The combination of these five factors may explain why IPC, by activating Akt and enhancing HK binding to VDAC, slows the rate of ATP decline during the subsequent prolonged ischemic episode [93], and also attenuates the massive burst of ROS that occurs upon reperfusion after prolonged ischemia by bolstering cytochrome c- and GSH-related antioxidant power. The combination of reduced Bax/Bad interaction with VDAC, less futile ATP consumption by reverse F0-F1 ATPase, enhanced adenylate kinase-mediated ATP generation in the IMS, and increased G6P production to facilitate both glycolytic ATP generation and antioxidant power via the pentose phosphate shunt may allow the heart to preserve a better metabolic profile during ischemia, and be better prepared to limit oxidative injury following reperfusion. In combination, these actions may avert long-lasted mPTP opening and limit cell death in pre-conditioned hearts (Fig. 3).

HK and metabolic profiles in cancer, developing hearts, and normal and diseased adult hearts

Differences in susceptibility to I/R injury and efficacy of IPC in various cells types in relation to their metabolic profiles may provide additional clues about the role of HK in cardioprotection. Specifically, cancer cells exhibit Warburg-like metabolic profiles characterized by enhanced anaerobic glycolysis, reduced glucose oxidation, upregulated glycolytic enzymes (including HK) and down-regulated oxidative phosphorylation enzymes, elements of which are shared by neonatal hearts, and hypertrophied or failing adult hearts (Table 1). Neonatal hearts, like cancer cells, are intrinsically less susceptible to I/R injury, and are not further protected by IPC like normal adult hearts [94]. Hypertrophied and failing adult hearts, on the other hand, show some elements of the Warburg metabolic profile, but are not necessarily less susceptible to I/R injury or as effectively cardioprotected by IPC compared to normal adult hearts [95-98]. Here we review the relationship between susceptibility to I/R injury, efficacy of IPC and the metabolic profiles in these different cell types.

Table 1.

Summary of HK isoforms, metabolic profiles, susceptibility to I/R injury and ability to protect by IPC in different settings.

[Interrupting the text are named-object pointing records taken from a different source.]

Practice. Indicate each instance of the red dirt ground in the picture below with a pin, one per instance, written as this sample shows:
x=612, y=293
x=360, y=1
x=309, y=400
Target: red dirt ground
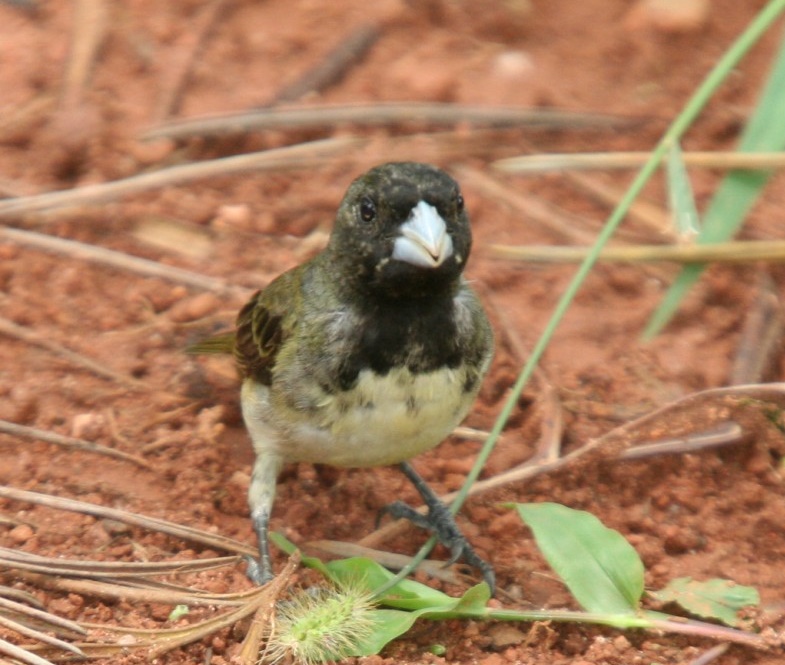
x=719, y=513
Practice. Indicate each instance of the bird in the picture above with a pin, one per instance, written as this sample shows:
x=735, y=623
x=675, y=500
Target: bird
x=369, y=353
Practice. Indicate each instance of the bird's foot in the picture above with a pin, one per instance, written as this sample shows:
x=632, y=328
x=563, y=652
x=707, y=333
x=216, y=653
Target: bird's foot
x=257, y=572
x=441, y=522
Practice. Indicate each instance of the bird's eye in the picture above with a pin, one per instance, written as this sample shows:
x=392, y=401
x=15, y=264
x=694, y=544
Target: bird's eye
x=367, y=209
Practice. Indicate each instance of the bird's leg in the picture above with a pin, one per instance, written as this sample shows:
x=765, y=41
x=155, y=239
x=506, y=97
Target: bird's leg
x=261, y=495
x=441, y=522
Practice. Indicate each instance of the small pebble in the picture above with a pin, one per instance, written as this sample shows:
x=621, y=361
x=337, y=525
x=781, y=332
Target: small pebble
x=21, y=533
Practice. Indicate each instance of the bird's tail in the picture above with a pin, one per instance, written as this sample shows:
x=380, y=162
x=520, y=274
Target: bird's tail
x=222, y=343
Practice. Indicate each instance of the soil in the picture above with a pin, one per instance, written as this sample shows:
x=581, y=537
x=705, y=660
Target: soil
x=715, y=513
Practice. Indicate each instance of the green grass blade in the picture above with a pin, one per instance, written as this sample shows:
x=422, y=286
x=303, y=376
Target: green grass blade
x=738, y=190
x=601, y=569
x=713, y=599
x=681, y=196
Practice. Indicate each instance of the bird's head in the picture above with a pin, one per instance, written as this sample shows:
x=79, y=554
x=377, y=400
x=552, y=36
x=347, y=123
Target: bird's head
x=402, y=231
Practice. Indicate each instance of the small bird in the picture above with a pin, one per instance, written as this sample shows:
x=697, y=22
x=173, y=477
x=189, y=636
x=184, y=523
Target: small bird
x=372, y=351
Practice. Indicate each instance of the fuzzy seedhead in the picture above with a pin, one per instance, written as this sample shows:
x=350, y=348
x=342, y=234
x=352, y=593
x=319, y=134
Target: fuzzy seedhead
x=320, y=624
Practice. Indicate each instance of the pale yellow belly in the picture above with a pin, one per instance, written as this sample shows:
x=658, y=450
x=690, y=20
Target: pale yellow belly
x=385, y=420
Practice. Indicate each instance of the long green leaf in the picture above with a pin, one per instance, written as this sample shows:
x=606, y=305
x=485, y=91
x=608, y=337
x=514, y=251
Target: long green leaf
x=738, y=190
x=601, y=569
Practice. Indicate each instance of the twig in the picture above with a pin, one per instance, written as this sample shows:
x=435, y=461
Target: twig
x=23, y=431
x=106, y=569
x=329, y=115
x=22, y=654
x=29, y=336
x=391, y=560
x=603, y=161
x=613, y=446
x=182, y=62
x=760, y=345
x=650, y=215
x=115, y=259
x=90, y=21
x=744, y=251
x=303, y=155
x=32, y=633
x=711, y=655
x=251, y=647
x=114, y=590
x=177, y=531
x=529, y=207
x=333, y=67
x=548, y=446
x=55, y=622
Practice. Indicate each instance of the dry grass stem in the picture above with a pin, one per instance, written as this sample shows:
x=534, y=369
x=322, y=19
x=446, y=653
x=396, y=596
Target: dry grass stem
x=761, y=344
x=170, y=528
x=90, y=22
x=336, y=549
x=11, y=329
x=603, y=161
x=181, y=61
x=330, y=115
x=333, y=67
x=22, y=431
x=109, y=257
x=530, y=207
x=303, y=155
x=614, y=446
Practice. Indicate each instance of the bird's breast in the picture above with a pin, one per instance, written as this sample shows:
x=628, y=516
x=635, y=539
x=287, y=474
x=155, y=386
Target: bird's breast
x=381, y=420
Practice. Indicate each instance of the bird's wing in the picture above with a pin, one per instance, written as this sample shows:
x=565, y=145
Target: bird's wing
x=264, y=324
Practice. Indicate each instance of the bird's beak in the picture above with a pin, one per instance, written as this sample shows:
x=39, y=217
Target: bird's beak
x=424, y=241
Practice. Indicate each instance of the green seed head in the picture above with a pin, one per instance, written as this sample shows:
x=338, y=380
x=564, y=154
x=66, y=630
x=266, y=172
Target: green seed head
x=319, y=625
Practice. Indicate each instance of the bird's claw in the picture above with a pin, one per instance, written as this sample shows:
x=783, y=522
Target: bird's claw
x=256, y=571
x=440, y=521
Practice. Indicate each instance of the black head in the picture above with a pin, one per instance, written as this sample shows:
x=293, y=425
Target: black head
x=402, y=231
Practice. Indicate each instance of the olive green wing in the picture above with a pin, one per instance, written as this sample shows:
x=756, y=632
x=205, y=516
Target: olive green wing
x=266, y=322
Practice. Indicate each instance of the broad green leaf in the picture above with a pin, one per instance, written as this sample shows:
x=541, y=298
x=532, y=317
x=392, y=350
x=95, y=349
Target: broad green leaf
x=600, y=568
x=727, y=210
x=713, y=599
x=388, y=624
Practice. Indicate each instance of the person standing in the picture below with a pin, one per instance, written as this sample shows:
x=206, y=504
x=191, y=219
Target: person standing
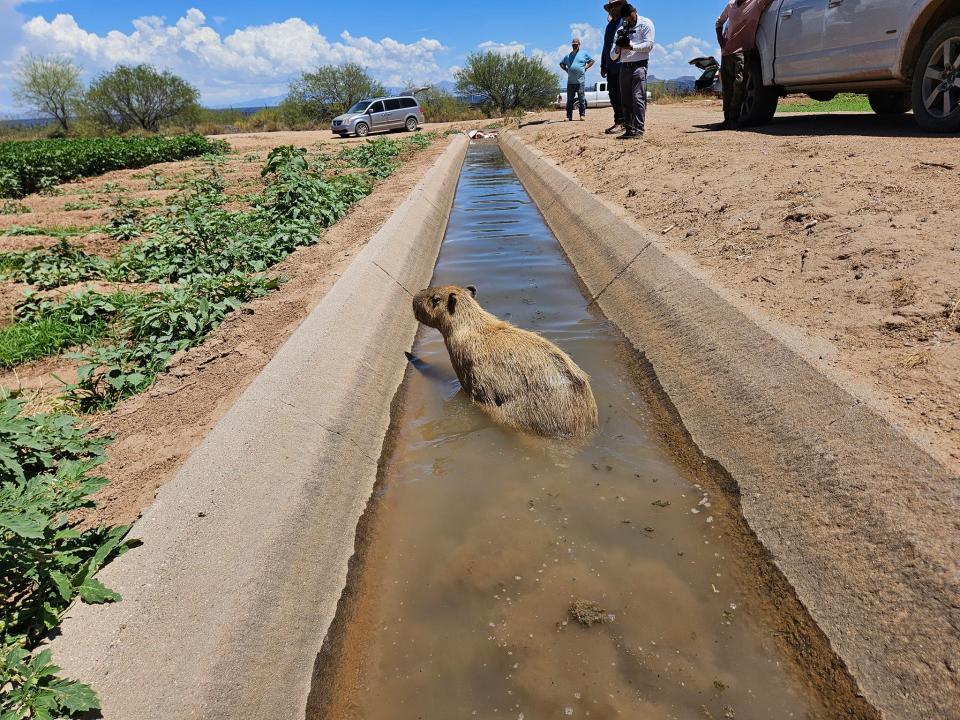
x=609, y=68
x=737, y=36
x=632, y=46
x=576, y=64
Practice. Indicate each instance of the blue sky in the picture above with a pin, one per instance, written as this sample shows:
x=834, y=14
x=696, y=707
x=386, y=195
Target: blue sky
x=235, y=51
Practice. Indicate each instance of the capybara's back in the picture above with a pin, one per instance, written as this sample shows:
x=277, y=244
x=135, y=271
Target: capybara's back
x=520, y=378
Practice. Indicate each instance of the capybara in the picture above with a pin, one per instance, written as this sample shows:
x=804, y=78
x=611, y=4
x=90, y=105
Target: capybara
x=521, y=379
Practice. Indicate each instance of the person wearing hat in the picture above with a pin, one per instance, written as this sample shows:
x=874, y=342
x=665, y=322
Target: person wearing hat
x=576, y=64
x=631, y=46
x=610, y=69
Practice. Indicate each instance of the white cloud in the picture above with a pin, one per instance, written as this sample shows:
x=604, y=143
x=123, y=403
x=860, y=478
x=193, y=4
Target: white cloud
x=509, y=48
x=672, y=59
x=251, y=61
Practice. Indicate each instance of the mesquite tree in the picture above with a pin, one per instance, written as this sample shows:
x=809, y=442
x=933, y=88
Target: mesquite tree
x=139, y=97
x=507, y=82
x=49, y=85
x=330, y=90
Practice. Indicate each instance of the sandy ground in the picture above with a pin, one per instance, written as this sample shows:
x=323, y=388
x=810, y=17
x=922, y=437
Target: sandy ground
x=843, y=226
x=155, y=432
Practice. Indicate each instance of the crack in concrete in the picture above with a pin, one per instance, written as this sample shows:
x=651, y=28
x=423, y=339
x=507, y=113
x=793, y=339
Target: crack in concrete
x=617, y=276
x=392, y=278
x=320, y=425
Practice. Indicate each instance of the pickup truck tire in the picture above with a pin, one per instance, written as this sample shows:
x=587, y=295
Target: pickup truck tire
x=889, y=103
x=760, y=101
x=936, y=80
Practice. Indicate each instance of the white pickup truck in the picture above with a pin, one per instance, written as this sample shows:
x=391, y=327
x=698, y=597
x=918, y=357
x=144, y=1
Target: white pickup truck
x=596, y=96
x=905, y=54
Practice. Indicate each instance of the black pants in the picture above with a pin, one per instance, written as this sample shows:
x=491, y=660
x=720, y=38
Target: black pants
x=575, y=90
x=633, y=96
x=613, y=88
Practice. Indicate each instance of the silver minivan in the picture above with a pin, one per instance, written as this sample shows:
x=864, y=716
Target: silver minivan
x=379, y=115
x=904, y=54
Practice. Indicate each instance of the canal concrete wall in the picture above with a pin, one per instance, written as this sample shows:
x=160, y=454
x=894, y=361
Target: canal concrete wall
x=245, y=551
x=857, y=516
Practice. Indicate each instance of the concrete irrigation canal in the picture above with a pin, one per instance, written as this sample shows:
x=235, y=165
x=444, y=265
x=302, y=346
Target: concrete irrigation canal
x=356, y=540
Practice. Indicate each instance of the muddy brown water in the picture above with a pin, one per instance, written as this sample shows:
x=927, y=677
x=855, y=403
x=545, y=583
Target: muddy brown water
x=481, y=539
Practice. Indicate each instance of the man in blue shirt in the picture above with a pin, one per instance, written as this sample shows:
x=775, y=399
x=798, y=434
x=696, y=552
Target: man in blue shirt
x=609, y=68
x=576, y=64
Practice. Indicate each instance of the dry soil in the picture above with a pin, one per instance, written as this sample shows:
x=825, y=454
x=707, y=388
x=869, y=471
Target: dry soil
x=843, y=226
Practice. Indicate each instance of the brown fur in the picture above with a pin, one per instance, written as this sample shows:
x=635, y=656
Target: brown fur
x=521, y=379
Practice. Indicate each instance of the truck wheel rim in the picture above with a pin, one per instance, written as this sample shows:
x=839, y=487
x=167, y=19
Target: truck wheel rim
x=941, y=80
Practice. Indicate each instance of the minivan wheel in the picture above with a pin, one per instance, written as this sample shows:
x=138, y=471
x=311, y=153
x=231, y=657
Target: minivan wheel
x=759, y=101
x=936, y=80
x=889, y=103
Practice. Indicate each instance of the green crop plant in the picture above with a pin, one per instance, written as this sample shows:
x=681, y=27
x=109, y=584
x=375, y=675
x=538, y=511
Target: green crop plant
x=47, y=562
x=12, y=207
x=26, y=165
x=62, y=264
x=81, y=205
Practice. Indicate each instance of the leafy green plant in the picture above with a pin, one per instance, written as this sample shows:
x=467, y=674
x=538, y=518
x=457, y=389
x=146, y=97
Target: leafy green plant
x=12, y=207
x=151, y=331
x=25, y=164
x=46, y=561
x=123, y=221
x=81, y=205
x=62, y=264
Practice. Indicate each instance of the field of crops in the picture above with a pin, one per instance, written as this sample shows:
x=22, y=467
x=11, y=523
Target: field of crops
x=27, y=166
x=185, y=264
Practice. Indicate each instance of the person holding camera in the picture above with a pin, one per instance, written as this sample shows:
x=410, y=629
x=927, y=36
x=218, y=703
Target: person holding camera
x=576, y=64
x=610, y=69
x=632, y=46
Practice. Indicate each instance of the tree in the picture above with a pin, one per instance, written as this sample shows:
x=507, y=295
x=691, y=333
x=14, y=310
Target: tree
x=330, y=90
x=50, y=86
x=508, y=82
x=139, y=96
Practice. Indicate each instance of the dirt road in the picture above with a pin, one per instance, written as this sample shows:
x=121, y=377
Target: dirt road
x=841, y=226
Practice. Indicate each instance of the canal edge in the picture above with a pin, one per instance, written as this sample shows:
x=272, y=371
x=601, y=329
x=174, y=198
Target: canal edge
x=852, y=510
x=246, y=548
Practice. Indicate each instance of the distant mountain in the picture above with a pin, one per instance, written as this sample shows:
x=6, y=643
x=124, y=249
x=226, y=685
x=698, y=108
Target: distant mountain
x=271, y=101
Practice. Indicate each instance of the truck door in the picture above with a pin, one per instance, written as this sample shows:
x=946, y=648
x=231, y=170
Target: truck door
x=395, y=116
x=378, y=116
x=860, y=37
x=799, y=41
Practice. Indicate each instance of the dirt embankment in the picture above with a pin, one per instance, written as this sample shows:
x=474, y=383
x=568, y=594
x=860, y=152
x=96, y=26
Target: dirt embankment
x=843, y=226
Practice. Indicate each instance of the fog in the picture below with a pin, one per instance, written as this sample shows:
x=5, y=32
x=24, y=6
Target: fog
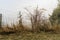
x=11, y=8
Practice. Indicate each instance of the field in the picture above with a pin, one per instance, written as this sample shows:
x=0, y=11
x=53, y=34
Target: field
x=29, y=36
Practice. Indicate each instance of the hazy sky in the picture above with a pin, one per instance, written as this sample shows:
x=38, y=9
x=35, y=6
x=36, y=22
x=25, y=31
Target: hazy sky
x=10, y=8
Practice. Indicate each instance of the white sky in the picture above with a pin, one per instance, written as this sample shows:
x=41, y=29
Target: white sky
x=10, y=8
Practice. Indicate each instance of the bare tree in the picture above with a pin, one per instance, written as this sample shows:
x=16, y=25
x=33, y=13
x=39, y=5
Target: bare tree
x=35, y=18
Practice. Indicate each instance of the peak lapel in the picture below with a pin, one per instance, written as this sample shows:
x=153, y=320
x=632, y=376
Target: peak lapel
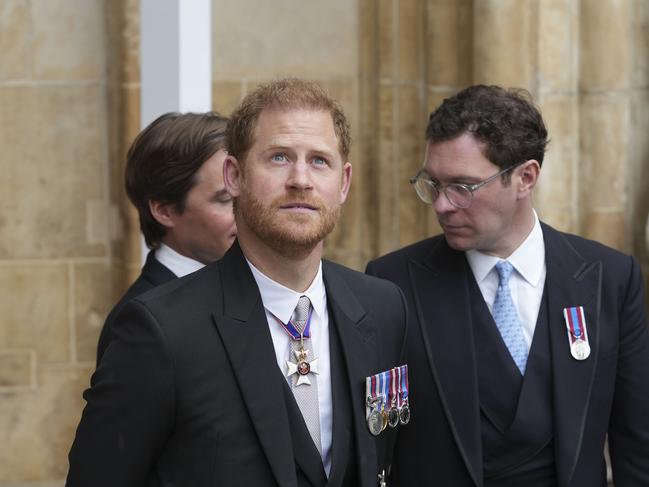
x=244, y=330
x=571, y=281
x=359, y=350
x=443, y=311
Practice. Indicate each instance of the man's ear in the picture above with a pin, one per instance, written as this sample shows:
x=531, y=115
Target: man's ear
x=347, y=181
x=232, y=174
x=163, y=213
x=527, y=176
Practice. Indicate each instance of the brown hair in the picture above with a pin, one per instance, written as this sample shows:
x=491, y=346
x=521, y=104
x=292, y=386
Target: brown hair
x=506, y=122
x=283, y=94
x=163, y=160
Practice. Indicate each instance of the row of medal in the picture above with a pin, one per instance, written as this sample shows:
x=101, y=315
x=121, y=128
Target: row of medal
x=387, y=399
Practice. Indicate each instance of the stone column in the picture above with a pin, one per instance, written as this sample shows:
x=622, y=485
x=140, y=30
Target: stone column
x=605, y=108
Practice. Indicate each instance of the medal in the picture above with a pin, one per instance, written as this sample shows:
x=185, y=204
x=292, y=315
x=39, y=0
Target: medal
x=393, y=413
x=382, y=482
x=373, y=415
x=302, y=366
x=577, y=332
x=383, y=387
x=580, y=349
x=404, y=409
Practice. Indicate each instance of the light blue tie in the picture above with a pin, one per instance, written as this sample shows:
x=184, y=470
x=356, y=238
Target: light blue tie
x=506, y=317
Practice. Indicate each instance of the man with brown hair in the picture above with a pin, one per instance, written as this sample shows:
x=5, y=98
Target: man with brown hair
x=252, y=371
x=528, y=346
x=174, y=178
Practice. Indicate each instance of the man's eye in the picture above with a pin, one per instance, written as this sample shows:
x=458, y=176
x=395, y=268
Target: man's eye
x=279, y=158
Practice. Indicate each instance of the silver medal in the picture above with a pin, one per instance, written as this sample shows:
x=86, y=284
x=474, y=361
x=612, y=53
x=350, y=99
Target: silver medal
x=580, y=349
x=375, y=422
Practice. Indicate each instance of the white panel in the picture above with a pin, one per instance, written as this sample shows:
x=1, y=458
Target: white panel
x=175, y=59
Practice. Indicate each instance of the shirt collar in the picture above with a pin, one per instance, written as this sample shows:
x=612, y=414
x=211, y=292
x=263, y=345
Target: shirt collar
x=281, y=301
x=528, y=259
x=175, y=262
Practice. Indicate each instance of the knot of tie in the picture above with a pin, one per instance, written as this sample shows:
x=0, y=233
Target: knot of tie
x=301, y=312
x=504, y=270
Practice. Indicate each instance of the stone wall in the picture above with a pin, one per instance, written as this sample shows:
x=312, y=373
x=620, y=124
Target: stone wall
x=69, y=108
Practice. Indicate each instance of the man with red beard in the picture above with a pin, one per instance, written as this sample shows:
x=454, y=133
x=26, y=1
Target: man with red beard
x=252, y=371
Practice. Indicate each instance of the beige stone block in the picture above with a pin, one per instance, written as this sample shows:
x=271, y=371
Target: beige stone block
x=604, y=150
x=262, y=39
x=638, y=173
x=34, y=310
x=605, y=47
x=557, y=189
x=53, y=141
x=412, y=212
x=131, y=41
x=226, y=96
x=387, y=34
x=563, y=218
x=347, y=234
x=388, y=171
x=368, y=39
x=411, y=27
x=640, y=44
x=558, y=27
x=130, y=114
x=449, y=42
x=133, y=240
x=606, y=227
x=68, y=39
x=366, y=174
x=38, y=427
x=14, y=39
x=503, y=48
x=93, y=299
x=17, y=370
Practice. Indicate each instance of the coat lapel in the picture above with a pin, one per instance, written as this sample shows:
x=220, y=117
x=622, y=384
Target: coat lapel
x=359, y=350
x=444, y=314
x=570, y=281
x=244, y=331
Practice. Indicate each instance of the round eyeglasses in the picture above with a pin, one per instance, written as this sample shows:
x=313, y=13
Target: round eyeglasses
x=459, y=195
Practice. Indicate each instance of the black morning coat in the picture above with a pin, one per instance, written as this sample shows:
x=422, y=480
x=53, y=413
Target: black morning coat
x=608, y=393
x=188, y=393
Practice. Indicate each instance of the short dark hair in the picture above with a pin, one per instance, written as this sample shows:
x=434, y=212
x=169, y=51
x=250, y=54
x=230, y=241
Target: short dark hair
x=163, y=160
x=283, y=94
x=506, y=122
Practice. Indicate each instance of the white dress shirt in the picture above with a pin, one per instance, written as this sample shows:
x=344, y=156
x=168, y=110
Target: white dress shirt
x=526, y=283
x=280, y=302
x=175, y=262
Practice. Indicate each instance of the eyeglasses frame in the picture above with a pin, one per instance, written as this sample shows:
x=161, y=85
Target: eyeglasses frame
x=471, y=188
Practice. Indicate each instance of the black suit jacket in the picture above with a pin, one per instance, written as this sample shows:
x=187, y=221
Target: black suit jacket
x=189, y=392
x=606, y=393
x=153, y=274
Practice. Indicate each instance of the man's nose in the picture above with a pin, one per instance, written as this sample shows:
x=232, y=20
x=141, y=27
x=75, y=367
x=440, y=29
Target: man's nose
x=300, y=175
x=442, y=204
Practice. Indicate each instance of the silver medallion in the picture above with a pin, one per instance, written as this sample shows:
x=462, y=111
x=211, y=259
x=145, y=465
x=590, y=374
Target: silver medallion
x=393, y=417
x=375, y=422
x=580, y=349
x=404, y=414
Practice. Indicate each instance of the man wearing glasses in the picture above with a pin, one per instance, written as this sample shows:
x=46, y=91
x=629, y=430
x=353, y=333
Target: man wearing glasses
x=527, y=346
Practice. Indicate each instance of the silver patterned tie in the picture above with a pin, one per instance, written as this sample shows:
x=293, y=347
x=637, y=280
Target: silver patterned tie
x=306, y=394
x=506, y=317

Tissue Predominant HK isoform Metabolic Profile Susceptibility to I/R injury Protection by IPC
Glycolysis Glu Ox FA Ox
Adult heart HK2 Low Low High High High
Cancer cells HK2 High Low Low Low ?
Fetal/Neonatal heart HK1 High High Low Low Low
Hypertrophied adult heart HK2 High Low Low High High
Failing adult heart HK2 Low Low Low Low? Low?
Diabetic adult heart HK1 Low Low High Low (short term diabetes) Low
High (long term diabetes)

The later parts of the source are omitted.